2012年8月26日日曜日

2012.08.25 Orchestra HAL第4回定期演奏会

杉並公会堂大ホール

● この日のふたつめはOrchestra HAL
 まったく東京にはどれだけのアマオケがあるんだか。東京に住んでれば毎日音楽三昧で暮らせるねぇ。実際,そうなったらかえって聴かなくなってしまいそうだけどね。
      
● 開演は午後6時半。チケットは1,000円。曲目はシューベルトの交響曲第4番とドヴォルザークの8番。交響曲2つというあまり見かけないメニュー。
 シューベルトの4番を生で聴ける機会なんて,そんなにはないのじゃないかと思う。

● 特徴は団員が若い人たちだってこと。腕は確かで,ひょっとすると自分たちの大学のオケに飽き足らない学生たちが集まっているのかもしれないと思いましたね。
 ドヴォルザーク8番の2楽章では,木管のピアニッシモの表現にへぇぇと思い,3楽章では弦の透明感に感心し,4楽章では初っ端のトランペットのファンファーレに驚いた。2つのトランペットがここまで溶けあっているのって,そうそうないように思えたので。
 アンコールはドヴォルザークのスラヴ舞曲第2番ホ短調。
 
● この楽団の指揮者は石毛保彦さん。楽団のホームページによれば,3歳からヴァイオリンを始めたそうだ。しかし,幸か不幸か勉強もできちゃったんでしょう。大学は国立の医大。医者になって10数年働いたんだけど,「指揮者になる夢を棄てきれず」に桐朋学園に入学したとある。現在は音楽活動に専念しているようだ。夢が叶ったってことですよね。
 7月に聴いた東京農業大学OBOG管弦楽団の内藤佳有氏もそうなんだけど,傍目には成功したと思われる人生を途中で降りて,音楽の方向に梶を切る人にとっての,音楽の吸引力の強さってのは,ぼくには想像がつかないところがある。

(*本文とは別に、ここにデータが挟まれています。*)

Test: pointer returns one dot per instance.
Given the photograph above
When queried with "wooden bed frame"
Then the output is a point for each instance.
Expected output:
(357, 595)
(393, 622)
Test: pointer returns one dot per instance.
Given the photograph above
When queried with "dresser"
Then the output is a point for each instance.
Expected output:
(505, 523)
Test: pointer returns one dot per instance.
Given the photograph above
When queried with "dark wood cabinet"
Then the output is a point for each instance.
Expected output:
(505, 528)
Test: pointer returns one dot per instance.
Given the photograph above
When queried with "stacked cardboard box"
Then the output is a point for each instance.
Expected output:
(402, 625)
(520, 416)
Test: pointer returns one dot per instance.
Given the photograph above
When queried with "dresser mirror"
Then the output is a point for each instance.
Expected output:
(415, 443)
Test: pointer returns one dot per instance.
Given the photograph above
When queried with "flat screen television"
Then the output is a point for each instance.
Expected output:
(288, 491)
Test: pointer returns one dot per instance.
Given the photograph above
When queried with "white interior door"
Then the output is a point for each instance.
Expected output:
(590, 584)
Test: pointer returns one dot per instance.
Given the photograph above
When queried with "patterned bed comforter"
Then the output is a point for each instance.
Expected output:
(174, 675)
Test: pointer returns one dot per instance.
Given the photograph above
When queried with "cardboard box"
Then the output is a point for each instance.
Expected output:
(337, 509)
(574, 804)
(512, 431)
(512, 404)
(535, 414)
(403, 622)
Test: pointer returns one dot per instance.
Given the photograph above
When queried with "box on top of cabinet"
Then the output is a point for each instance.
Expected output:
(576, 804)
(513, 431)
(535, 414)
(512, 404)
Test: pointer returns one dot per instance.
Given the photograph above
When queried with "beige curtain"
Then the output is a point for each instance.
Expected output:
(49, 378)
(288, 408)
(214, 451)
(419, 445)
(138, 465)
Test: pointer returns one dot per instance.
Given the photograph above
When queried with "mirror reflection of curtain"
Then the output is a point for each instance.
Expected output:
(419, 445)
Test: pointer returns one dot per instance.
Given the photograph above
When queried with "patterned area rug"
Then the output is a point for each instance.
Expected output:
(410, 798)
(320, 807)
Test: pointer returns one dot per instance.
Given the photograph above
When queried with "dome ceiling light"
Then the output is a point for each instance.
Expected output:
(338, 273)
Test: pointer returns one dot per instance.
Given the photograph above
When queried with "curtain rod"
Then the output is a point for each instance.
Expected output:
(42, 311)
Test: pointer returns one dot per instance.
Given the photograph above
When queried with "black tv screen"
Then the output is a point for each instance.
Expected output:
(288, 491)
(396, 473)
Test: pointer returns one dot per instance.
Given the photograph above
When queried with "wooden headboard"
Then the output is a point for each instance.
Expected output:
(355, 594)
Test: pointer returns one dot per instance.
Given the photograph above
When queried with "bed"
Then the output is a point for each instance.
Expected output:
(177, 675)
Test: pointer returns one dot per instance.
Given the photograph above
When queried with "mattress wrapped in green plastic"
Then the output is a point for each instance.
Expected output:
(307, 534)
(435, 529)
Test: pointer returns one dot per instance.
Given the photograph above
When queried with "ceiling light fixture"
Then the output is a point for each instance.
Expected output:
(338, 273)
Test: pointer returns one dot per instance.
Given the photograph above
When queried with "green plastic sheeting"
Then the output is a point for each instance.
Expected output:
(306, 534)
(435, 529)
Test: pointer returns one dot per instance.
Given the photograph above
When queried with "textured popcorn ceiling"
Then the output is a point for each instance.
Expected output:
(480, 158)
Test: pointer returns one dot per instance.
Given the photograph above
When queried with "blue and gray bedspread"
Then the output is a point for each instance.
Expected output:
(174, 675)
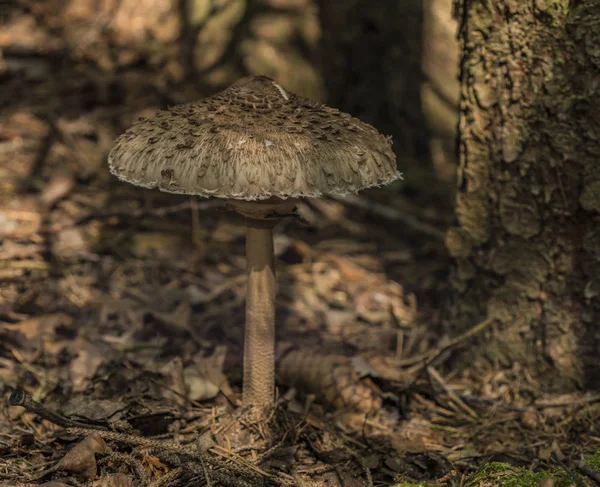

● 医者になりたくてもなれなかった人がたくさんいるに違いないし,東大に入りたくても入れなかった人もたくさんいるはずだ。そういう人から見ると,医者をすてたり東大をすてたりってのは,大いに驚くことなんだけど,それって当事者には関係ないもんな。
 自分がやりたいことがほかにあった。自分と環境との間に数ミリか数センチの隙間があって,合わないサイズの洋服を着ているのが我慢ならなかった。そういうことなんでしょうね。あたりさわりのなさすぎる結論だけどさ。

● ひょっとして,傍目には成功に見えても,本人たちにはその仕事がつまらなかったのかなぁ。でもなぁ,仕事ってつまらないもんだよねぇ,普通。そうじゃない? 仕事がつまらなくないっていう人がそんなにいるとも思えないねぇ。
 好きを仕事にするったって,仕事にしてしまったら,好きが好きじゃなくなりそうな気がするんだけど。

● でもですよ,そこまでしてでもやりたいことがあったっていうのがね,何かすごいなぁ,と。そういう人って,やっぱり選ばれた人だなと思うんですよ。
 自分のことを言っても仕方がないけれども,ぼく,やりたい仕事って別にないもん。可能であれば,何もしないで遊んで暮らしたいもん。
 やりたいことがあるってのは,それだけで相当たいしたものなんだよ。たとえばさ,売れっ子の芸能人なんて寝る暇もないくらいでしょ。よくやってるなと思うんだよね。でも,そういうものに私はなりたいと思えているってのは,(なれるかなれないかにかかわらず)たいしたもんですよ。
 政治家や官僚になりたいってのもそう。国家権力を握って支配欲を満足させたいのかと言われたりもするけど,そういうものに私はなりたいと思っているのであれば,それはそれでたいしたもの。

● と色々書いたけれども,実際に石毛さんの指揮を見ると,すべてためにする議論だったなぁと思えてきた。石毛さん,幸せそうだったからね。

● ところで,その石毛さん,栃木県の出身なんですね。石毛って名字は,県南,特に足利あたりに多いかなと思うんだけどね。

● 残念だったのは客席があまり埋まっていなかったこと。多けりゃいいってわけじゃないけれど,これほどの演奏だもの,多くの人に聴いてもらいたいね。
 ひょっとしてあれか,この程度だったら東京では珍しくもないってことなのか。まさかね。